The far-right activist Anne Marie Waters left UKIP and formed For Britain after she and her supporters were described as "Nazis and racists" by Henry Bolton and UKIP's former leader Nigel Farage. The name is taken from her UKIP leadership campaign slogan, "Anne Marie For Britain". Waters said that the party would "speak to the forgotten people".[4] On 9 March 2018, For Britain registered with the Electoral Commission, a requirement for any political party wishing to put up candidates in elections and to solicit donations for campaigns, as "The For Britain Movement".[2]
The party received the support of Tommy Robinson, the former leader of the English Defence League.[3] Its platform includes reducing Muslim immigration to the UK to near zero, and to "bring the entire EU project down".[8] Sean O'Driscoll, writing in The Times after Waters had announced her intention to form a party, but before it had been launched, described the proposed party as intending to fill the space left by the demise of the British National Party (BNP).[9] In November 2017, the far-right British nationalist political party Liberty GB merged into For Britain.[10] In April 2018, the singer-songwriter Morrissey declared his support for For Britain.[11]
The party fielded 15 candidates in the 2018 local elections, none being elected.[12] The party came last in almost all the seats it contested.[13] In June 2018, the party expelled two of its local election candidates after Hope Not Hate linked one of them to the proscribed neo-Nazi group National Action and the white nationalist group Generation Identity, and showed another as having posted racist and anti-Semitic content on social media.[12] The party briefly had one councillor, who sat on Stoke-on-Trent City Council. Richard Broughan, who was elected as a UKIP councillor in 2015, had previously been suspended from UKIP and suspended from a group of local independents before being expelled after a caution for assault.[14] Broughan lost his seat to Labour in the 2019 local elections, coming in last place in his ward.[15]
Some former BNP figures who are unable to join UKIP have headed For Britain meetings, including former councillors and the expelled former election chief Eddy Butler.[16] The party has been associated with a number of figures from the extreme right, including the Traditional Britain Group and Generation Identity.[17] In September 2018, the media personality Katie Hopkins and the writer and political commentator Ingrid Carlqvist, who has been accused of Holocaust denial, spoke at For Britain's conference.
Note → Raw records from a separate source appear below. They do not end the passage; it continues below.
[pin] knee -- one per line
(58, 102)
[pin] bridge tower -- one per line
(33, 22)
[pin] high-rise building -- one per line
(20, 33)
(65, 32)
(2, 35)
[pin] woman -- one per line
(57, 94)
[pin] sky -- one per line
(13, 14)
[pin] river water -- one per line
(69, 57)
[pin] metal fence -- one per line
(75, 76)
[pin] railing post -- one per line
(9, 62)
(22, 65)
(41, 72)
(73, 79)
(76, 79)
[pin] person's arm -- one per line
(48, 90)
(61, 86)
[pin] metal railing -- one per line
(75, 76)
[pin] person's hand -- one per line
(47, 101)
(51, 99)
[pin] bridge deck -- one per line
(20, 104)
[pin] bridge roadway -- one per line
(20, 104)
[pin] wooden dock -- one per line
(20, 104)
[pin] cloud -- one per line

The American author Robert Spencer, then banned from entering the UK, appeared via video.[18] Before the conference, Hope Not Hate published results of an internal poll from the party, showing nearly half of For Britain's members supported a ban on immigration from Pakistan, Bangladesh and Somalia.[19]
The party made a complaint to the Independent Press Standards Organisation (IPSO) about a newspaper column in The Northern Echo which described the party as far-right. IPSO ruled in favour of TheNorthern Echo, saying that many of the party's characteristics "are established conventions of both national socialism and far-right ideology".[20] In November 2020, Julian Leppert, a For Britain councillor on Epping Forest District Council, was formally sanctioned by the council and made to attend classes on equality and diversity. He had spread false claims about local asylum seekers, and answered in the affirmative when asked by The Guardian if he wanted to set up a "whites-only enclave".[21] In December 2020, Karen King, a councillor for the party in Hartlepool, described coverage of the COVID-19 pandemic as "scaremongering".[22]
On 13 July 2022, the party chair, Anne Marie Waters, announced on the party's website that the party was ceasing operations immediately.[23] Two councillors who were elected standing for the For Britain Movement then joined the far-right British Democratic Party.[24]
In the 2021 local elections, For Britain nominated 60 council candidates, of which the advocacy group Hope Not Hate identified ten as former members of the BNP.[34] The party had no successes, with 25 of the 47 candidates whose election results were published first receiving under 50 votes each.[35] The party's councillor for De Bruce ward in Hartlepool lost her seat, serving only two years due to changes in council boundaries. Waters also unsuccessfully stood for election for the party in De Bruce ward.[36]